Optimal Predictors

This post is about a neat question I was asked many moons ago in an interview. I was quite pleased with myself for getting it right, especially under pressure. I’ve changed some bits of the problem statement in order to protect the innocent, however.

Problem Suppose we have a car engine and wish to know its current temperature \(t\). We could use a temperature sensor to obtain measurements of the temperature. However, these readings aren’t precise. One minute we might get a value, the next minute a slightly different value. For this reasons, regulation says that we’re supposed to use at least two temperature sensors, from two different vendors, in order to get a more reliable reading. The rules are fuzzy however about how to go about combining sensors. We want to do a good job however and seek to find the best possible way to combine measurements.

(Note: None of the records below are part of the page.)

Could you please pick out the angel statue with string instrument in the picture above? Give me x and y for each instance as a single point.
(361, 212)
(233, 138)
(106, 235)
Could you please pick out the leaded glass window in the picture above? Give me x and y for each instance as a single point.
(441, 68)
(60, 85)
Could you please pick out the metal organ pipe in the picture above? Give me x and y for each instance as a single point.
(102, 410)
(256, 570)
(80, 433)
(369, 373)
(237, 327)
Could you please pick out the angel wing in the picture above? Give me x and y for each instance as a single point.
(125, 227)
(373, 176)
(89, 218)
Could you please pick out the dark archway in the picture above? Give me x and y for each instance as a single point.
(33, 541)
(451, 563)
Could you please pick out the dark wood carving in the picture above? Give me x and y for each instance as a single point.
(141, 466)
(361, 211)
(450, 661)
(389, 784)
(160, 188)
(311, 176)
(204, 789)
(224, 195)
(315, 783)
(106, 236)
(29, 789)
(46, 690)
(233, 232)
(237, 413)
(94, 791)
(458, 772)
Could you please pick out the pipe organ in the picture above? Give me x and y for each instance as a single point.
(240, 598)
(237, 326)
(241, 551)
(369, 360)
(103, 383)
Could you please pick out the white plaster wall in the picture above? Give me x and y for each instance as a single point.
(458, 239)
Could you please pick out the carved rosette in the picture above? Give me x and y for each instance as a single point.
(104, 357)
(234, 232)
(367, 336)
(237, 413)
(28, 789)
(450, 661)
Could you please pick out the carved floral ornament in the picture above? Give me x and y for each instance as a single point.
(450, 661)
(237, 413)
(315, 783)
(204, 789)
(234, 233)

For argument’s sake, I’m going to focus on the simplest case, that of two sensors.

A first hurdle is correctly describing the problem in the language of mathematics. We can model the measurement obtained from the first sensor by a random variable \(T_1\) and the one from the second sensor by a random variable \(T_2\). I’m also going to make the assumption that the sensors are good, and actually measure the temperature, without any bias, such that \(\mathbb{E}[T_1] = t\) and \(\mathbb{E}[T_2] = t\). Finally, I’m going to assume that the random variables are fully characterized by their variance \(\mathbb{V}[T_1] = s_1^2\) and \(\mathbb{E}[T_2] = s_2^2\), which is a measure of the quality of the sensor. This variance is known, and in real life it would be provided by the manufacturer.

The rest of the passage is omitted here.